Du cinéma pour oublier tous vos soucis

« I hate cursive and I hate all of you! »

Ce mélange d’absurdité et d’impudence sort de la bouche d’Adam Sandler alias Billy Madison, quand son enseignante lui demande d’écrire au tableau le mot « Rizzuto » en lettres attachées.

Parce que la fin de session approche et parce que les gens autour de moi semblent tendus ces temps-ci, j’ai décidé d’écrire une chronique sur les films de l’intarissable acteur. Mais ma foi, ne vous affolez pas trop vite, je n’ai pas l’intention de pousser quiconque à se taper  le médiocre Click ou encore le très mauvais Jack & Jill. Non. Je tiens quand même à garder une certaine crédibilité de chroniqueuse cinéma, même si j’ai choisi de vous révéler mon amour coupable pour le bon vieux Adam Sandler. Quand je dis le « bon vieux »,  je parle de celui de 1995 à 1998, le Sandler de ma jeunesse.
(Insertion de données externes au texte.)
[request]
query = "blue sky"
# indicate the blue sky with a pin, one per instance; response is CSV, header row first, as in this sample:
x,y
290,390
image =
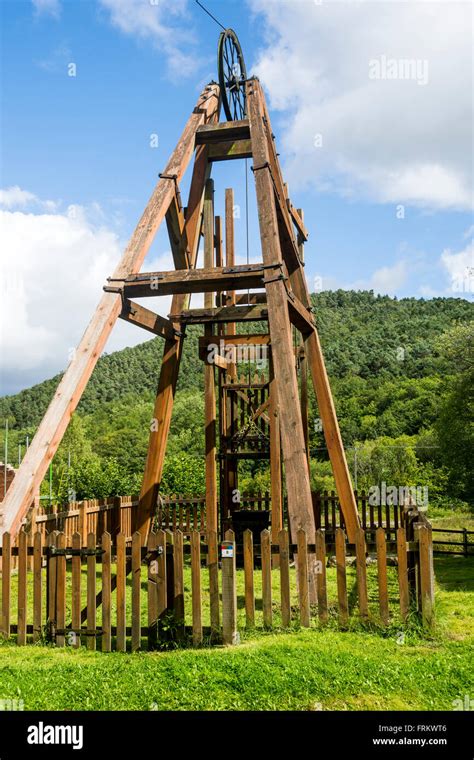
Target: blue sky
x,y
386,195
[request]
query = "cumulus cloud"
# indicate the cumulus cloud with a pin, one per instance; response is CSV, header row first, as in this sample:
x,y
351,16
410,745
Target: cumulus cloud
x,y
161,23
47,7
53,268
459,267
396,132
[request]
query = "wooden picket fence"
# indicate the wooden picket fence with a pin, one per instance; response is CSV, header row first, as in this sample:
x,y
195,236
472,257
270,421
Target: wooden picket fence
x,y
176,590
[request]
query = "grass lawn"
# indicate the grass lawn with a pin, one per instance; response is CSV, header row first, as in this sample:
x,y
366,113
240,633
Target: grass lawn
x,y
318,668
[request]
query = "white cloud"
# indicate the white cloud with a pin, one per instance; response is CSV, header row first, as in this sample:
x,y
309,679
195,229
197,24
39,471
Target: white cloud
x,y
391,140
54,266
460,270
47,7
15,197
154,21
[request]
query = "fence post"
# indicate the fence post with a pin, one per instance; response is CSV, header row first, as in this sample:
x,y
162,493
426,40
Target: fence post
x,y
361,574
229,591
426,574
6,583
302,569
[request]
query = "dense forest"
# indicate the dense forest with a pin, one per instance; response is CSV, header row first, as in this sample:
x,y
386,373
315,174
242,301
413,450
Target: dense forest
x,y
402,373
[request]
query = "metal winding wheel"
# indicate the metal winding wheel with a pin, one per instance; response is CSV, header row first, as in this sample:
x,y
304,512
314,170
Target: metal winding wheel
x,y
232,75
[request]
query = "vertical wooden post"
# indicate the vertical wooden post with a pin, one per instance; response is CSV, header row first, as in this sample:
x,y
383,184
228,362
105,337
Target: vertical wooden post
x,y
361,571
136,587
37,585
425,543
76,589
152,590
229,592
300,508
61,591
302,568
178,572
22,591
6,583
248,579
382,575
284,578
403,573
265,544
213,564
121,594
341,578
275,458
91,592
209,376
162,582
196,587
321,576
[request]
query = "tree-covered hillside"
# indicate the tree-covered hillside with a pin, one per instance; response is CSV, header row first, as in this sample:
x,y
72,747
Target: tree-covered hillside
x,y
401,377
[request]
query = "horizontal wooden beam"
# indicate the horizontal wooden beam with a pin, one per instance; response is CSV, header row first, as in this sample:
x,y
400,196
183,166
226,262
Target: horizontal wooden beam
x,y
138,315
215,279
229,150
222,314
300,316
224,132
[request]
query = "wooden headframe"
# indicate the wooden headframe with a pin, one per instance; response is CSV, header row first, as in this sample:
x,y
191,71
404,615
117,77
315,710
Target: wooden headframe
x,y
286,301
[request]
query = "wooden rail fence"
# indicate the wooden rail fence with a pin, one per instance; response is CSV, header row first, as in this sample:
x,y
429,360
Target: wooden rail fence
x,y
114,594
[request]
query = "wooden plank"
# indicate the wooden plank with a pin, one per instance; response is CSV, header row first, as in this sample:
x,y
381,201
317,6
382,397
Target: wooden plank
x,y
76,591
426,574
223,132
230,150
22,590
138,315
6,584
172,353
61,591
291,427
403,586
222,314
229,595
121,642
210,279
196,587
275,458
343,607
106,592
266,578
51,586
313,347
285,599
162,581
382,575
321,585
302,570
33,468
361,573
178,573
91,591
209,372
213,565
37,585
136,587
248,579
152,592
175,223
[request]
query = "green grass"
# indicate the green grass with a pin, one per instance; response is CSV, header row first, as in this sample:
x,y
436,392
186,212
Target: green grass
x,y
319,668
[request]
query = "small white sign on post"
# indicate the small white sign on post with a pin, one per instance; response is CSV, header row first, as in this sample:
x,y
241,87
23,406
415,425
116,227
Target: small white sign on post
x,y
227,549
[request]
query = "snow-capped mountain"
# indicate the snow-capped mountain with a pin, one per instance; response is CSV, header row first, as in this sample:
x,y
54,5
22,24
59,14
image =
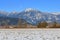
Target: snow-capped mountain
x,y
34,16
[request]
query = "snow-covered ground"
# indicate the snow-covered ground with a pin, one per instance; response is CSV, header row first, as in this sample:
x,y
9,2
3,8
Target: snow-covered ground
x,y
30,34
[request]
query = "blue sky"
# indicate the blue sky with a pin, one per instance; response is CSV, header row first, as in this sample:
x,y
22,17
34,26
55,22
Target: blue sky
x,y
42,5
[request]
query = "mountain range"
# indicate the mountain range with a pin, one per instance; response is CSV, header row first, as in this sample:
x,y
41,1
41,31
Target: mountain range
x,y
32,16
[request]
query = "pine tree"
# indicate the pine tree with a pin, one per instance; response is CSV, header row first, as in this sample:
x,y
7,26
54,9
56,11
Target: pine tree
x,y
42,24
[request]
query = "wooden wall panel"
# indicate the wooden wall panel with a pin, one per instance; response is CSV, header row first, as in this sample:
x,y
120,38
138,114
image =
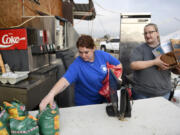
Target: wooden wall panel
x,y
11,11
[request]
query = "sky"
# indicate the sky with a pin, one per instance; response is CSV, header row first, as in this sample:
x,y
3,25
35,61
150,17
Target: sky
x,y
164,13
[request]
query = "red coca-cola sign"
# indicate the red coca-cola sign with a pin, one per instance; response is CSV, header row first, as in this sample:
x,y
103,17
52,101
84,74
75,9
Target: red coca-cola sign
x,y
11,39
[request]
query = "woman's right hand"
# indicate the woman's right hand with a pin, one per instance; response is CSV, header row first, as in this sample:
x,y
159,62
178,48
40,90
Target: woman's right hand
x,y
49,99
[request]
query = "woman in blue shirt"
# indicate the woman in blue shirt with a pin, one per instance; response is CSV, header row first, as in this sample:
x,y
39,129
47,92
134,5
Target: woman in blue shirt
x,y
87,72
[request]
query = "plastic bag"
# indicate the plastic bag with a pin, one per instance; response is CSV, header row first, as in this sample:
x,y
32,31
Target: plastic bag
x,y
48,121
24,125
15,109
104,91
4,122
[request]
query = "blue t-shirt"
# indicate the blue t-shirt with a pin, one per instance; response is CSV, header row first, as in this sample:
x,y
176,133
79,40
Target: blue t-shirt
x,y
88,77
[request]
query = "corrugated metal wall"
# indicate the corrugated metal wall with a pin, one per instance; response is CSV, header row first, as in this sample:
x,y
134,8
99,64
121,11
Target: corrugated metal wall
x,y
11,11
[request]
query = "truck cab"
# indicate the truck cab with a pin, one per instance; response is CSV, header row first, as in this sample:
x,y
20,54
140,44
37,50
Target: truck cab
x,y
110,45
Enfant, je connaissais par cœur (au grand dam de mes parents) les répliques des personnages loufoques et considérablement vulgaires du comédien. J’ai récemment repensé à l’humour irrévérencieux de l’acteur lors d’une conversation et il n’en fallut pas plus pour me faire revisiter les grands classiques du New Yorkais. Inutile de vous dire à quel point Happy Gilmore a réussi à atténuer mes frustrations de la semaine.

Mon petit cocktail efficace contre toute forme de tension et d’agacement psychologiques :

Billy Madison (1995)

BillyMadisonBilly est un désagréable imbécile impoli désirant sauvegarder l’héritage familial en poursuivant  le travail de son père à la tête de la compagnie familiale. Le hic, c’est que le père du jeune Madison a toujours soudoyé les enseignants afin de s’assurer de la réussite de son fils. Résultat : Billy est bien trop bête pour diriger quoi que ce soit. Le film relate donc l’aventure d’un adulte qui, en 24 semaines, tente de réussir son parcours académique de la maternelle au diplôme d’études secondaires. Le tout se termine sur un délicieux décathlon scolaire où le personnage principal et son ennemi juré, le vice-président de la compagnie, luttent sans merci pour la place de président, suivi d’un dénouement savoureusement absurde comme on n’en voit plus: un mélange de question piège, de fusillade et d’apparition surprise de la part des personnages du film.

Happy Gilmore (1996)

Happy est un loser classique. Incapable de se faire une quelconque place dans le monde du hockey amateur et inapte à garder sa copine. Happy rencontre Chubbs Peterson, un ex-golfeur qui lui inculque les bases du golf. Grâce à son frappé de hockeyeur, il s’immisce dans le circuit de golfeur professionnel. Pour sauver sa grand-mère endettée et sa dignité face à son plus grand rival, un golfeur du nom de Shooter McGavin, Happy tente de remporter le Tour Championship. Un scénario convenu, rehaussé par les invraisemblables arlequinades des personnages. Ben Stiller et Christopher McDonald sont excellents dans leurs rôles de méchants, impossible de résister.

Waterboy (1998)

Sandler joue ici un inadapté social de 31 ans démesurément attaché à sa mère du nom de Bobby Boucher. Devenu porteur d’eau pour l’équipe de football de la South Central Louisiana State University, Bobby défi la volonté de sa génitrice qui maudit le football et fait état de son talent pour ce sport. (La scène où le coach de l’équipe convainc le trentenaire de braver la volonté de sa mère et lui montre son tatou fessier de Roy Orbison est tout simplement exquise.) L’athlète rencontre plusieurs obstacles qui le pousseront à terminer ses études et à découvrir la vérité sur sa mama et le reste de sa famille. Encore une fois, les dernières minutes de l’aventure où tous les personnages du film assistent au mariage de Bobby sont merveilleusement irrationnelles.

Après avoir redécouvert ces classiques, on réalise que des comme ça, il ne s’en fait plus. Il n’y a selon moi aucun équivalent aux comédies des années 90. Ça fait toujours du bien de revisiter les films de notre jeunesse. Même que les versions anglaises m’ont amenée à porter un regard différent sur ces petits joyaux du septième art qui ont bercé mon enfance.

Je vous laisse, je m’en vais m’enliser dans ma nostalgie en regardant Madame Doubtfire.